Your physician may also ask for a blood test. A blood test does not show colon cancer, but it will tell other things about your overall health.

Once the cancer has been diagnosed, your physician will want to decide the extent of your cancer. Staging will allow your physician to decide what type of treatment will be best for you. Staging can be done through a computerized tomography (CT) scan. Staging goes from 0 to IV, with the lowest stage being 0.

Treating Colon Cancer

Treating colon cancer will vary between person and physician. Your physician will take into account the stage, your age, other health concerns, etc. There are three main types of treatment, which include surgery, chemotherapy, and radiation. Your physician may recommend a mixture of the three of these.

There are a few different types of surgery that may be recommended for colon cancer. A polypectomy is a surgery that is done to remove the polyps during the colonoscopy. This can only be done in the first stages. Larger polyps may be removed during an endoscopic mucosal resection. Laparoscopic surgery is done when polyps cannot be removed during the colonoscopy. This is done through an operation where small incisions are made through the abdomen. For more advanced colon cancer, a partial colectomy can be done to remove part of the colon that contains the cancer. When it is not possible for the colon to be removed successfully, the physician may create a new way for waste to leave the body. Lymph node removal may also be done. If the cancer is in severe stages, then there are other surgery options that are available. You will want to consult your physician for this.

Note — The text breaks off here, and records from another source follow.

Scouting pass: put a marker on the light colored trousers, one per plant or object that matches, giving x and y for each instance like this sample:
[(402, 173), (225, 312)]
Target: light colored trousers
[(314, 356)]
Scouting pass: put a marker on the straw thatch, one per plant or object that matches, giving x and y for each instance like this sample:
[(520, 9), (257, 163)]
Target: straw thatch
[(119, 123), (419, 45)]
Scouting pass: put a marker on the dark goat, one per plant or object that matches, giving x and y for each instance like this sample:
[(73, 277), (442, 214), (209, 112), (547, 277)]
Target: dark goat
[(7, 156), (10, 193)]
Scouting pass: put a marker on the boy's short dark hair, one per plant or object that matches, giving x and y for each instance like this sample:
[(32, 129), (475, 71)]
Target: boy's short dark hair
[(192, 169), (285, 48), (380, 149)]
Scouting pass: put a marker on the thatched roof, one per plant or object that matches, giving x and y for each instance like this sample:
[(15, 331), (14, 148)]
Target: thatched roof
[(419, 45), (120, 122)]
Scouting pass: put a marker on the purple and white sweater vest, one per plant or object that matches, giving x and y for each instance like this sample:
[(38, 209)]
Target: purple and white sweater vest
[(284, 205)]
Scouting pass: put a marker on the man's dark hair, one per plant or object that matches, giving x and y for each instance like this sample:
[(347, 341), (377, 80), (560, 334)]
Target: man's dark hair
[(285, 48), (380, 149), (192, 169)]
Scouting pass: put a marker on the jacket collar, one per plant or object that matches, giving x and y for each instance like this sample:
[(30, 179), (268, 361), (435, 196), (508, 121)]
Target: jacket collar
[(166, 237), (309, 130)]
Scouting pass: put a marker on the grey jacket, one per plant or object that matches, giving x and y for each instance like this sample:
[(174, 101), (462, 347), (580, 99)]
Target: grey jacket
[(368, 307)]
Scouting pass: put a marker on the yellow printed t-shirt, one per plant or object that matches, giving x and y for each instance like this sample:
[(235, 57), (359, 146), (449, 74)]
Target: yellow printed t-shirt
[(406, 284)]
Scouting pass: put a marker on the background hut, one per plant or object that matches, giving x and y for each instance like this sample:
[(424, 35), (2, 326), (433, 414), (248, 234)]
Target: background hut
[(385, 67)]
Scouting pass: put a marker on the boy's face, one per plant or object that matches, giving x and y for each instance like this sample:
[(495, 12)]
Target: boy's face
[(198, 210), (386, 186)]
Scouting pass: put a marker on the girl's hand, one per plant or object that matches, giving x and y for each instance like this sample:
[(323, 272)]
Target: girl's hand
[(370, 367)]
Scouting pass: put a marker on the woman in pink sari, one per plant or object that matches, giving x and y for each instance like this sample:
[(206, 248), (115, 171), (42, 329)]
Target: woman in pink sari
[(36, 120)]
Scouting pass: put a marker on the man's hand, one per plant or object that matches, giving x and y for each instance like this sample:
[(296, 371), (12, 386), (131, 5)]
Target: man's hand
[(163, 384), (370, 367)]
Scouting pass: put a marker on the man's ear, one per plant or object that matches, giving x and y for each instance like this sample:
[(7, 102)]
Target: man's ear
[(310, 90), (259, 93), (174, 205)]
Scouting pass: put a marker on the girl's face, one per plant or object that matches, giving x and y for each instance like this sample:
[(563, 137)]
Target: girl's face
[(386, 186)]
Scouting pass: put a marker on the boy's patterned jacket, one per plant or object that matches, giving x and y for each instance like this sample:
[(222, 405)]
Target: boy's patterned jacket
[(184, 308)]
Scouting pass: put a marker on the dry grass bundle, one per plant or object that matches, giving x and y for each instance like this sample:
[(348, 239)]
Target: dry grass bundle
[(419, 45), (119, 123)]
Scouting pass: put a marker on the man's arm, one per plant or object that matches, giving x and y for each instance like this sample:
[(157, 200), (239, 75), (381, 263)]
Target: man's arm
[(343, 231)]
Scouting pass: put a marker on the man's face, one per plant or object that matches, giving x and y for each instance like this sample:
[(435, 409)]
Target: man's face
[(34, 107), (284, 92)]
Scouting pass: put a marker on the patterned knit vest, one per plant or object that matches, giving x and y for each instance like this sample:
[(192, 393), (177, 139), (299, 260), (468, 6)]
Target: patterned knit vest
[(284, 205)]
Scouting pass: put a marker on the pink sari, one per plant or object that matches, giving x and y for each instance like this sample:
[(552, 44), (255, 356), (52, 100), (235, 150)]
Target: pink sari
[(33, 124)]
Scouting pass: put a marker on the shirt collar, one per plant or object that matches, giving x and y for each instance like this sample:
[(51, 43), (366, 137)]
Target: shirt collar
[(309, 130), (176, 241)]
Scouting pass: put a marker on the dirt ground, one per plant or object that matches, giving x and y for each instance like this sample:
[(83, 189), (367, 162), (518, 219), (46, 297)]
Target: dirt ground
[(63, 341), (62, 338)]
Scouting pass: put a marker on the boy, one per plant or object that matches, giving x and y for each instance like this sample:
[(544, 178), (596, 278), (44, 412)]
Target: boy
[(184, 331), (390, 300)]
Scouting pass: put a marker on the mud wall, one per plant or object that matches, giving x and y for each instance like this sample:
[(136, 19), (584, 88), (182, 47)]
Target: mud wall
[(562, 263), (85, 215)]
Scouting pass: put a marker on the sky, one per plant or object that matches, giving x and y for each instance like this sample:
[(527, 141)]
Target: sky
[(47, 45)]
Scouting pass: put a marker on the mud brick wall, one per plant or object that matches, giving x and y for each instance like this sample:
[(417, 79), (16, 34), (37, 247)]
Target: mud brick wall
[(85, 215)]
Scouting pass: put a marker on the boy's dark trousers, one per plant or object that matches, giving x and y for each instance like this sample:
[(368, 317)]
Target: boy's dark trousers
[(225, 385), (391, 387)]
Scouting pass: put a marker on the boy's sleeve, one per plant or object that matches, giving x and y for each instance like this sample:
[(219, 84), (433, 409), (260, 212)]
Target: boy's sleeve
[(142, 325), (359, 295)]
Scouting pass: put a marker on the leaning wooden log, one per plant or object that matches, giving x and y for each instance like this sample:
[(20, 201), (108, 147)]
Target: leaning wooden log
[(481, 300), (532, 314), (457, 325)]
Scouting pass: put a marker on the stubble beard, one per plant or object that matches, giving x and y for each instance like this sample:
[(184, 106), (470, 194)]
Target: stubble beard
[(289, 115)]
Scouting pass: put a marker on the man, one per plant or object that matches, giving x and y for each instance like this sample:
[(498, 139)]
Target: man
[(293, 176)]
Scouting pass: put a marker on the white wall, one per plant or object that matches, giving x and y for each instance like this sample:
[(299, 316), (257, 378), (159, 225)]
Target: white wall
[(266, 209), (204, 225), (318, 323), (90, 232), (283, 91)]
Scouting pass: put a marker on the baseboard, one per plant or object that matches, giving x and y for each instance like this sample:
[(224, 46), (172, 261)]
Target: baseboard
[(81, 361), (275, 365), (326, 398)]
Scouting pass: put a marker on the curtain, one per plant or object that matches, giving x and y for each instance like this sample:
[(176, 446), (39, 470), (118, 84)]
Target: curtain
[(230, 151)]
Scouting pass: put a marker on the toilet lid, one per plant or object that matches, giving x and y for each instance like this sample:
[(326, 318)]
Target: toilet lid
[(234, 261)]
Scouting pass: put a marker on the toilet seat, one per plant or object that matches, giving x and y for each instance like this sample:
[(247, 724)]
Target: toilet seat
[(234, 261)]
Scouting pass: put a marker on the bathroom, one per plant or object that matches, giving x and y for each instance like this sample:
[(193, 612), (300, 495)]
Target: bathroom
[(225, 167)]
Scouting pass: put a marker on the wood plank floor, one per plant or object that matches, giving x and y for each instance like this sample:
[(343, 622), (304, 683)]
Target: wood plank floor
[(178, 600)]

Chemotherapy is a drug that is used to destroy the cancer cells. This drug is typically given after surgery has been done to kill off any other cancer cells that remain or kill cancer cells that have spread to other parts of the body. This also helps end the reoccurrence of cancer. Chemotherapy may be used before surgery to shrink the mass.

Radiation therapy is used to kill cancer cells. This is typically done before surgery to reduce the size of the mass.